El astro rey que me hizo transpirar durante el recorrido, empezaba a ocultarse; el atardecer advertía la llegada de la noche, y los cocuyos del lugar esperaban que cayera el manto de la oscuridad para embellecerla con sus fluorescentes luces. Los apuros, la angustia y la desesperación que momentos antes habíamos sufrido, ya eran historia que se separaba de nosotros; fue entonces cuando, ya superadas las tensiones, nos fuimos a un bonito comedor que está a la orilla del río a degustar un apetitoso filete de pescado a la veracruzana y arroz blanco con plátano frito, pero antes, saboreamos unos deliciosos toritos de cacahuate que, como cortesía, nos invitaron en el restaurante.
El relato agradable e interesante que hacía el profesor se interrumpió por la presencia de la amable mesera que nos ofreció más de su delicioso café.
-- ¿Y la camioneta? –Pregunté a mi maestro.

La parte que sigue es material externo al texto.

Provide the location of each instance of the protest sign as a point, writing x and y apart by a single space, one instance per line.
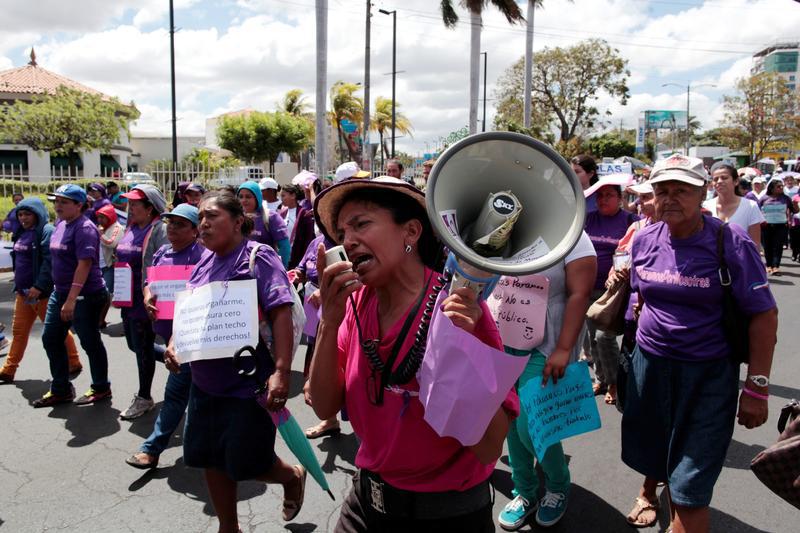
164 283
123 285
215 320
519 308
558 411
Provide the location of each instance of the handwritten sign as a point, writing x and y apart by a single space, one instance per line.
215 320
519 308
164 283
123 285
556 412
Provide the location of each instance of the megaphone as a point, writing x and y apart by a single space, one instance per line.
480 184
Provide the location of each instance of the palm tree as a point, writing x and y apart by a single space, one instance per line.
345 105
294 102
382 121
509 8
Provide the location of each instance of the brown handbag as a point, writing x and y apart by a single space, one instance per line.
608 311
778 467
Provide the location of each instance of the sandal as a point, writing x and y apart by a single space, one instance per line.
315 432
292 507
641 507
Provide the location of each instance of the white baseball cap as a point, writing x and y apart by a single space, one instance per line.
678 167
267 183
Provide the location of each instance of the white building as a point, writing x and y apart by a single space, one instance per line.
25 83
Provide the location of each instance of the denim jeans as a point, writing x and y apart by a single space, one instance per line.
86 322
140 338
176 397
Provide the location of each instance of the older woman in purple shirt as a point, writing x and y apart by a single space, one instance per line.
681 394
227 433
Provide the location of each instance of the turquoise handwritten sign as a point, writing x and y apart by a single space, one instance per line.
556 412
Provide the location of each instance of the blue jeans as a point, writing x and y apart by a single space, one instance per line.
86 322
176 397
140 338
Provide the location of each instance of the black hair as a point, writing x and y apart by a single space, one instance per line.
230 203
588 164
731 170
402 208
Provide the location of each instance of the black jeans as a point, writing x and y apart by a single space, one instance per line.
140 339
86 322
774 239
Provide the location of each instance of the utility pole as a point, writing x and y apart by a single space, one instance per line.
365 152
172 78
322 86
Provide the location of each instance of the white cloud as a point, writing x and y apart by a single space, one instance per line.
270 48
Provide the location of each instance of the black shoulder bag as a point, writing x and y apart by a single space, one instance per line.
735 324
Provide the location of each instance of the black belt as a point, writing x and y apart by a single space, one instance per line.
382 498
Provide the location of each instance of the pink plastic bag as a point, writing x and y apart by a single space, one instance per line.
462 381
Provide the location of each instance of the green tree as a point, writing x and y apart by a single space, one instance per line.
67 122
611 144
566 83
346 105
381 121
263 136
763 116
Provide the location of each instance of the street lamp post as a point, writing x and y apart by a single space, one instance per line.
689 87
485 61
394 70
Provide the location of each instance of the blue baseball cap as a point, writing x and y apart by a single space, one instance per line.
189 212
73 192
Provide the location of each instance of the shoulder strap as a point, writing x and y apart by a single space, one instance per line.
724 273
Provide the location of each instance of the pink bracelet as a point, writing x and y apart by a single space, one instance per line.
755 394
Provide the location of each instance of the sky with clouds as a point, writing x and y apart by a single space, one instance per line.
235 54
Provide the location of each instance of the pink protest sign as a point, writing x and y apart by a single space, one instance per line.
164 282
519 308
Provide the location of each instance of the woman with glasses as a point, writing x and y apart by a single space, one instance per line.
366 357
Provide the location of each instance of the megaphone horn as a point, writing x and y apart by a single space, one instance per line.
504 203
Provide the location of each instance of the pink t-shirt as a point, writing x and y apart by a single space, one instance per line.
397 443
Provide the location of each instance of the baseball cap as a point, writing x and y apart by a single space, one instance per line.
73 192
267 183
189 212
678 167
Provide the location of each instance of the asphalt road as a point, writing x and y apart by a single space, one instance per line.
63 469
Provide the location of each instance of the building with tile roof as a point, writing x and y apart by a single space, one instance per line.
27 82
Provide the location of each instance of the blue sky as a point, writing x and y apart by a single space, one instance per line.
234 54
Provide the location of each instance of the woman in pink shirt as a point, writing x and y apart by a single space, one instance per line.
367 356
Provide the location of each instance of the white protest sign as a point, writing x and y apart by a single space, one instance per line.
614 168
123 285
215 320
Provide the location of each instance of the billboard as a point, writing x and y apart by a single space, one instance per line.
656 119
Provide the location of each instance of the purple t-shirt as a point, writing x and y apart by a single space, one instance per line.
70 243
218 376
678 280
774 209
605 233
130 250
166 256
271 236
24 249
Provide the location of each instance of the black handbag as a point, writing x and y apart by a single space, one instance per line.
735 324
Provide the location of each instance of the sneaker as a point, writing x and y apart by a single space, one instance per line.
93 396
551 508
139 406
50 399
515 514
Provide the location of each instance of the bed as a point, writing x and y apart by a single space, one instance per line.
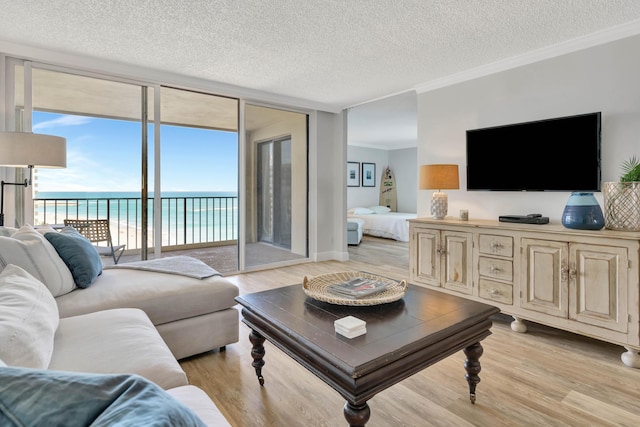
380 222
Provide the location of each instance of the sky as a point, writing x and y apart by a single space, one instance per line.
105 155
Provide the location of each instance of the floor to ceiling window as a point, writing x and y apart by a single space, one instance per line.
170 187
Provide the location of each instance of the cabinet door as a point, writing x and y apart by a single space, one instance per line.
425 257
456 257
544 276
597 285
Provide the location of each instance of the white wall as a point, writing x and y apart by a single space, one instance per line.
403 165
366 196
603 78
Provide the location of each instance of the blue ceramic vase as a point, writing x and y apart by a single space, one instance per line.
582 212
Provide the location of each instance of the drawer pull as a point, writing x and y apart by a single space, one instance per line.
495 246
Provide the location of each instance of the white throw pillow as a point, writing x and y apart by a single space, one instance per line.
30 250
28 320
7 231
361 211
380 209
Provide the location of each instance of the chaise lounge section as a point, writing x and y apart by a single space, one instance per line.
129 321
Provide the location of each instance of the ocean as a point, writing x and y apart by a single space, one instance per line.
187 216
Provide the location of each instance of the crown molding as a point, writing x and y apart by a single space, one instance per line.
595 39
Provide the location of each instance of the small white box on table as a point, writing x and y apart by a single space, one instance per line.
350 326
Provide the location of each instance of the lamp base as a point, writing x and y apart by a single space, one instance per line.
439 205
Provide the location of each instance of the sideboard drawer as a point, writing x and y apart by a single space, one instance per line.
496 245
496 291
496 268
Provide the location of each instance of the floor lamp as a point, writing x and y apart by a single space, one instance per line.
439 177
29 150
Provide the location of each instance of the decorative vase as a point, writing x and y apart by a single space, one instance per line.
582 212
622 206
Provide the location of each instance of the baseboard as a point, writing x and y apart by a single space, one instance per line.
332 256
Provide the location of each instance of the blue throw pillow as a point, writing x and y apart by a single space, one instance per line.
78 254
55 398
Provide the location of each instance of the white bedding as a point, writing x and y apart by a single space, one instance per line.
391 225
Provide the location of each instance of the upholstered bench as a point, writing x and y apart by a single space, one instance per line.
354 231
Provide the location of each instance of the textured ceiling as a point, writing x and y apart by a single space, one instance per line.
338 53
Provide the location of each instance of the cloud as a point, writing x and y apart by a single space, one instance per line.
62 121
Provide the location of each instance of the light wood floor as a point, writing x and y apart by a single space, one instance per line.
545 377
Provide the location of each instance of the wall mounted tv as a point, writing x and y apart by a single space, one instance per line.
559 154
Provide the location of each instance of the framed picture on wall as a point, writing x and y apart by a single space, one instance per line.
368 174
353 174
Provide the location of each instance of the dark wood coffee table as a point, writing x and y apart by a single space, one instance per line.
402 338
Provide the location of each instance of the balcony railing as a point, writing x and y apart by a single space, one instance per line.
186 221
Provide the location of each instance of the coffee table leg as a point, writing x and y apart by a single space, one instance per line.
357 415
472 365
257 352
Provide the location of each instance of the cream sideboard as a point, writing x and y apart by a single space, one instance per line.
582 281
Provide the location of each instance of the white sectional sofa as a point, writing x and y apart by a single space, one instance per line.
127 321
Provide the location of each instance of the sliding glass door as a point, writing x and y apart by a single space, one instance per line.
275 187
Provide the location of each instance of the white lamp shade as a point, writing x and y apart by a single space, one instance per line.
23 149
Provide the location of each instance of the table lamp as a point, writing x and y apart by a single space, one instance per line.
29 150
439 177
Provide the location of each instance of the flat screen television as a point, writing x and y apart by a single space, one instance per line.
559 154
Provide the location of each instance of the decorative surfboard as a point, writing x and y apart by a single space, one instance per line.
388 195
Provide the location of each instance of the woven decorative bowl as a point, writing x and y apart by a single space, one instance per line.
316 288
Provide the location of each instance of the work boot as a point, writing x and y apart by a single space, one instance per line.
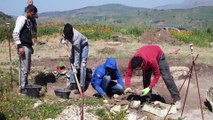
72 86
78 92
177 104
23 91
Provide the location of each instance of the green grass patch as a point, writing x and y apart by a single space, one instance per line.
15 107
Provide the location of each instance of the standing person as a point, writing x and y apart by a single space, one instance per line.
33 25
103 79
23 39
151 59
79 54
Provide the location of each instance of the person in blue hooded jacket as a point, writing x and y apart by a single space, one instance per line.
104 77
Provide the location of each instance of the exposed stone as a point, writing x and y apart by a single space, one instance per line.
179 72
115 109
135 104
179 68
115 96
25 118
132 116
37 104
73 113
159 108
144 118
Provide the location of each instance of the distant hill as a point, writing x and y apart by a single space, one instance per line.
117 14
5 19
188 4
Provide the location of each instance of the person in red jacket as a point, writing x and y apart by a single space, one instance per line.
151 60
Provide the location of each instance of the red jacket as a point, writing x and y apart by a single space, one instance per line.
150 55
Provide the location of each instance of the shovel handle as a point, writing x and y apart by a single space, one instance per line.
76 80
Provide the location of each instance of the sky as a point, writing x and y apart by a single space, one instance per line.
16 7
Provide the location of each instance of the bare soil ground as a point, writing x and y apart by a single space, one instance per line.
49 55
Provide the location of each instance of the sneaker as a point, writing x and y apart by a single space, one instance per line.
78 92
177 104
72 86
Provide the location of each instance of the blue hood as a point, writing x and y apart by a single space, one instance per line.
111 63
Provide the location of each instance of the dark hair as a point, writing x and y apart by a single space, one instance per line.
136 62
68 31
31 8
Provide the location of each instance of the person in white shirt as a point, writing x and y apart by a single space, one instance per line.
23 40
79 54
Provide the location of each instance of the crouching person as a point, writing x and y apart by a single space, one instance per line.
105 77
79 55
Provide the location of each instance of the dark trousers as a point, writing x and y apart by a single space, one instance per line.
166 75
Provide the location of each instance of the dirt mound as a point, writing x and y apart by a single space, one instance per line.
159 37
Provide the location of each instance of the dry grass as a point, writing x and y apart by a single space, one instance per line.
54 50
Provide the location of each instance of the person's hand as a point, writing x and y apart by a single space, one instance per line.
128 90
21 51
105 97
145 91
74 70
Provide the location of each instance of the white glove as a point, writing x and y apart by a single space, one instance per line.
74 70
63 40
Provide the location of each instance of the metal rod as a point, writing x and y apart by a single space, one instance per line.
10 58
189 73
198 90
187 90
79 88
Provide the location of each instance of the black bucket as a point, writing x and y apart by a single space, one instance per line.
63 93
33 90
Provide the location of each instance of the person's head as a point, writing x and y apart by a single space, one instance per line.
110 65
30 11
136 62
110 70
68 31
30 2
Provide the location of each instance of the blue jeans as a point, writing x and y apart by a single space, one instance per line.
111 87
83 58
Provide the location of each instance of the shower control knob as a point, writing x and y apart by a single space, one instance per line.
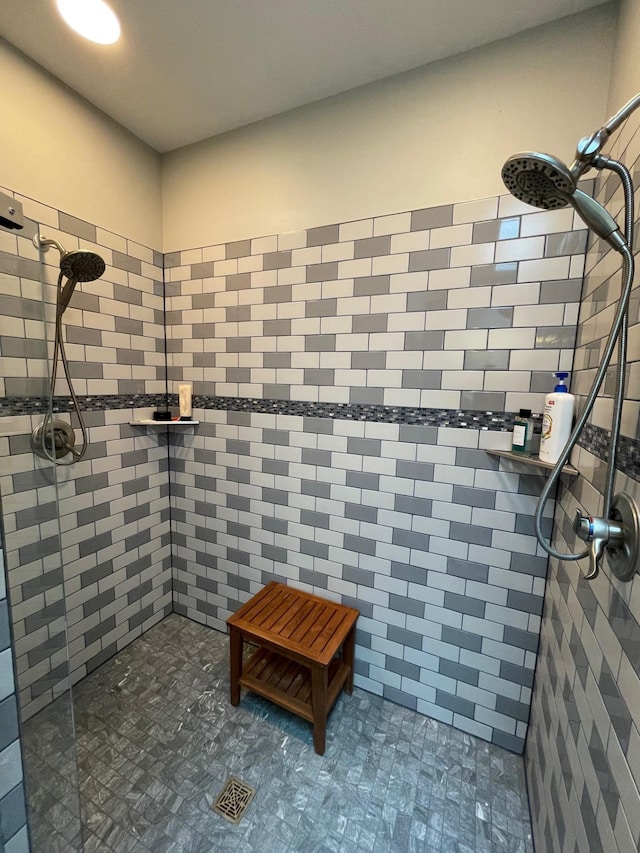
598 533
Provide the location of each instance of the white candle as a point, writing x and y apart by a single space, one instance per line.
185 391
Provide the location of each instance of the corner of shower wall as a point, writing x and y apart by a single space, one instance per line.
583 752
348 379
13 809
113 554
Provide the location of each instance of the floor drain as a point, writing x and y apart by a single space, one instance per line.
234 800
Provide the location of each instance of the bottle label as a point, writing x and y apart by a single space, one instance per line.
519 435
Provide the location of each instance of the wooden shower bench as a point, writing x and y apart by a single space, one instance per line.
296 663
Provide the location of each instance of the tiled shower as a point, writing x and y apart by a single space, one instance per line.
349 379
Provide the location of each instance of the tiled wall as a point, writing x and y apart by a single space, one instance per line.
349 379
112 532
583 754
13 813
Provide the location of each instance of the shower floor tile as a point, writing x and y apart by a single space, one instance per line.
157 739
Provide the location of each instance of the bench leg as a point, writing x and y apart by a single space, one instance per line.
348 648
319 700
235 648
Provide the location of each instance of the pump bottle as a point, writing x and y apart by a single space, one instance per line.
557 420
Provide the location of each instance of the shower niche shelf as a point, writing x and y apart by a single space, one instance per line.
532 461
151 422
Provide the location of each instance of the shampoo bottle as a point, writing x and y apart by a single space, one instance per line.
557 420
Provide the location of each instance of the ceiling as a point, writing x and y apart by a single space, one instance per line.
186 70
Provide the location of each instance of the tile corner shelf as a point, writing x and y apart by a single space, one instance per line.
533 461
151 422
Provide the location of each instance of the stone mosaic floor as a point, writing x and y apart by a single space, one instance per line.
157 740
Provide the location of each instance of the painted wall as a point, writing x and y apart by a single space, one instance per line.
59 149
432 136
583 753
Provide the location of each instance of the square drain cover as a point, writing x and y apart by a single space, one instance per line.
234 800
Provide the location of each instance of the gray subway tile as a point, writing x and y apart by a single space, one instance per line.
126 262
360 544
462 639
432 217
368 360
555 337
464 604
414 506
323 235
458 671
486 360
402 604
429 259
469 496
569 290
455 704
489 318
280 293
363 480
370 247
434 300
424 379
496 229
467 569
237 249
373 285
322 272
364 446
414 470
238 281
485 401
320 343
321 308
424 340
566 243
525 601
367 323
488 274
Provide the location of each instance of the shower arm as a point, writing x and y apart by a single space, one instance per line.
590 147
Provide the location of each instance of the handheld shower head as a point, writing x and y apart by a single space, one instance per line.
539 180
544 181
79 265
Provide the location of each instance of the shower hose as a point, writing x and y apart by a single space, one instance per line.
59 350
618 334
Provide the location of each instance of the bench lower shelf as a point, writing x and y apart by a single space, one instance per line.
288 683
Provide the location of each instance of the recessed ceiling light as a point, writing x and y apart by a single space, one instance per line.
92 19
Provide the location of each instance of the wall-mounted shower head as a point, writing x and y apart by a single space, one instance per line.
544 181
82 265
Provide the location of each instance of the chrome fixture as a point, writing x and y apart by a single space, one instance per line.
542 180
11 215
618 536
55 439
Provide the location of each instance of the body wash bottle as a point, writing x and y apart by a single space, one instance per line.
557 421
522 433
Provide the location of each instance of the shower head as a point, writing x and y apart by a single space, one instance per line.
539 180
82 265
544 181
79 265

-- Resulta curioso lo que voy a decirte, pero después de nuestra exhibición y luego de haber comido, sobraron personas acomedidas que ofrecieron su ayuda para corregir el desperfecto de la camioneta. Le cambiaron el neumático y sin ningún problema regresamos a Veracruz.
La experiencia que viví ese día fueron momentos de zozobra, enfado, inquietud y tal vez de chacota para algunos, pero finalmente la exhibición resultó agradable y dio alegría al público asistente, nunca la voy a olvidar. Termino diciéndote una cosa importante, escúchalo bien, esa ponchadura fue la que propició mi carrera de danzonero, pero por ningún motivo debe confundirse con mi carrera de instructor profesional de baile.